ドイツ連邦軍の極秘報告書を入手した現地紙は「目に余るような軍の脆弱性」と報じたが、
今度はSpiegel紙が「8日間の演習に参加した18輌の歩兵戦闘車が全て故障した」と報じ注目を集めている。
2023年にNATOの高高度即応統合任務部隊の役割が今回演習に参加した第37装甲擲弾兵旅団に回ってくるため事態は深刻だという。
ドイツ連邦軍の作戦準備に関する極秘報告書を入手したSüddeutsche Zeitung(SZ)紙は今月13日、
目に余るような軍の脆弱性を明かしていると指摘して「ドイツはNATOの義務を果たすことが困難だ」と報じた。

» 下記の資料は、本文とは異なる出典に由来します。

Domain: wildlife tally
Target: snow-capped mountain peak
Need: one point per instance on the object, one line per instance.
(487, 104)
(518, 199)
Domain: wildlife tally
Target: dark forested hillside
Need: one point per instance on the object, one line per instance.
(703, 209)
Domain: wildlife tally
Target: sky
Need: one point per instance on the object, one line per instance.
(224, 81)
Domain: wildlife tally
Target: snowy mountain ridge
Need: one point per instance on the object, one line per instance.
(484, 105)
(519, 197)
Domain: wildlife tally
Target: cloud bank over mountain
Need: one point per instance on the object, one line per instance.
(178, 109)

ドイツはリトアニアに約3,000人規模の戦闘旅団を派遣したが、
砲兵装備の不足(稼働状態だったPzH2000をウクライナに提供したのが原因)しているため、
旅団は自前の火力支援=砲兵部隊なしに派遣され、不足する大砲をカバーするための装備はどこにも見当たらないという。

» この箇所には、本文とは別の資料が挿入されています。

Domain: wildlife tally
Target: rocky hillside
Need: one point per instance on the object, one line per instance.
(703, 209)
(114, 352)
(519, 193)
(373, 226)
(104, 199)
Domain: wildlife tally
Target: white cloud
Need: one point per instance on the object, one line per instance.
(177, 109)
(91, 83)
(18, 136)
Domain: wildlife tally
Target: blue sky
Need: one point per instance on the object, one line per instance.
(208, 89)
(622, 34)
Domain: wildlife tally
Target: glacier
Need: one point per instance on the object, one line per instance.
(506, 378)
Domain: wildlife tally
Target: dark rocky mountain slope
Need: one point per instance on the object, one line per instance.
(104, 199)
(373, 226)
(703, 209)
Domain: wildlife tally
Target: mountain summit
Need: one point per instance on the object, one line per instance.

さらに防空システムの不足からリトアニアの防空任務もパスする必要がある。
スロバキアに派遣したパトリオットシステムはアップグレードを受けるため2023年末までにドイツに戻さなければならず、
これをカバーするための代案を検討している最中で、海軍は国連やEUの海上ミッションに派遣する艦艇の用意が間に合うか微妙な状況。
空軍は旧式のレーダーシステム、無線機、ソフトウェアが足を引っ張り「2023年以降の領空保護が提供できるかも怪しい」とSZ紙は報じた。

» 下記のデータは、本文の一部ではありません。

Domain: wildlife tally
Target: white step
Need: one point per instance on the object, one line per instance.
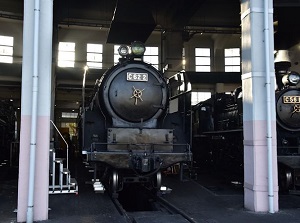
(66, 171)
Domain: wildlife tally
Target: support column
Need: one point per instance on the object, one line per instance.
(41, 181)
(255, 101)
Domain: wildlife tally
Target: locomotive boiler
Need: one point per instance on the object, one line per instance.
(128, 133)
(218, 124)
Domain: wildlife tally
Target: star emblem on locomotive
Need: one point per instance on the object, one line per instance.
(137, 94)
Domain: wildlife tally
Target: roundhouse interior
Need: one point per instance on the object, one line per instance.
(175, 33)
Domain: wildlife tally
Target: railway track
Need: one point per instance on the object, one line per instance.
(161, 211)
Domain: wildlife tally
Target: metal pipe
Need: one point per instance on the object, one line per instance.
(35, 87)
(83, 102)
(269, 117)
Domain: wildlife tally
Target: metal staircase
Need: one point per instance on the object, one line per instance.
(61, 181)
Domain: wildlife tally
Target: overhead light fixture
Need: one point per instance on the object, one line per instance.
(138, 48)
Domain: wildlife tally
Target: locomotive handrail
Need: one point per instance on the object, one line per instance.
(142, 144)
(64, 142)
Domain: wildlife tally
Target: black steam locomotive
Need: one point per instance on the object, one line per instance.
(7, 128)
(218, 124)
(127, 130)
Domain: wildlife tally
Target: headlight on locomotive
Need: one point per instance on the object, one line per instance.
(123, 50)
(138, 49)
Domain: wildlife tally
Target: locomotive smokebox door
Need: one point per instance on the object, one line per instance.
(135, 94)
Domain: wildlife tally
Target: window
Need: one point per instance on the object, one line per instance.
(94, 55)
(202, 62)
(151, 56)
(199, 96)
(232, 60)
(6, 49)
(71, 126)
(66, 54)
(183, 59)
(116, 54)
(69, 114)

この問題はドイツ軍の現場や防衛産業界の問題というより、ドイツ連邦軍調達局(BAAINBw)の、
非効率的で矛盾に満ちた調達アプローチに原因があって、
必要な装備調達やアップグレードを実施するための資金があっても、
BAAINBwが予算執行までに信じられないほど時間をかけるためだ。
ようやく実行に移されたときには時代遅れになっているか、別の問題が発生しているか、
新たに設けた規則に引っかかって追加の改修を必要とするのかのどれかで、
BAAINBwの行き過ぎた官僚主義がドイツ軍の能力を妨げているとしている。
例えばオーストリア人の兵士はアフガニスタンで道端に停車したままのIFVを不思議に思い、
「どうして使用しないのか」と尋ねたが、ドイツ軍兵士は「エンジンのコンピューター制御に問題があって、
ドイツの排ガス規制をクリアしていない」と回答。
要するにBAAINBwは軍が必要とする能力を素早く届けるために働いているのではなく、
「徹底的な法令遵守」と「調達過程の訴訟からBAAINBwを守る」ためだけに働いているのだろうと皮肉った。